Chuck Schumer: Republicans can't injure ACA then ask Democrats for a 'Band-Aid'

The top Democrat in the Senate says his caucus won’t vote for a bipartisan Affordable Care Act stabilization bill if Republicans keep a provision in their tax plan that repeals the individual mandate.

“The Republicans cannot expect to pass their own, separate, ideological healthcare provision and then turn around and ask for Democratic votes to pass Alexander-Murray,” Chuck Schumer, D-N.Y., said on the Senate floor Wednesday. “Again, you can’t create major injury to the healthcare system and hurt millions and then say, 'Please give us a Band-Aid.'”
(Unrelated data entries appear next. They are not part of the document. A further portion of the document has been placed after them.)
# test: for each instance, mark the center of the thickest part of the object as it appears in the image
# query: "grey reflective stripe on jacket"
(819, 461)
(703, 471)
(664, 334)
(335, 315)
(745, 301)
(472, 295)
Schumer’s warning comes after Sen. John Cornyn, R-Texas, said Wednesday that it’s “likely” that the GOP will include funding for cost-sharing reduction (CSR) payments in its year-end spending bill, The Hill reported.

Cornyn, the ranking Senate Republican, also said the ACA stabilization bill drafted by Sen. Lamar Alexander, R-Tenn., and Sen. Patty Murray, D-Wash., “has merit.” That legislation, which would fund CSR payments for two years and offer states more flexibility to shape their individual insurance markets, was tabled in part because of President Donald Trump’s failure to support it.

Securing funding for CSR payments—at least in the short term—would help shore up the fragile ACA marketplaces, where policy uncertainty has fueled rising premium and insurer exits.

RELATED: Insurers slam decision to end CSR payments

But repealing the requirement that everyone must buy insurance would likely have the opposite effect, according to the Congressional Budget Office’s estimate and prominent healthcare trade groups. Both warned that the disappearance of the individual mandate will cause enrollment to drop and premiums to rise even further.

The House’s version of tax overhaul legislation, which does not include an individual mandate repeal, is expected to pass, according to the Associated Press. But the Senate’s version of the measure is less assured passage, as it can lose just GOP two votes and one Republican—Wisconsin’s Ron Johnson—has already come out against the measure.

Johnson’s quarrel is not with the individual mandate repeal, but with the fact that the tax legislation is more generous to publicly traded corporations than to pass-through entities.

Meanwhile, the Internal Revenue Service has begun to send letters to thousands of businesses informing them that they owe the government money for failing to offer health insurance to their employees, The New York Times reported. That’s significant because it represents the first time that the agency is enforcing the ACA’s employer mandate.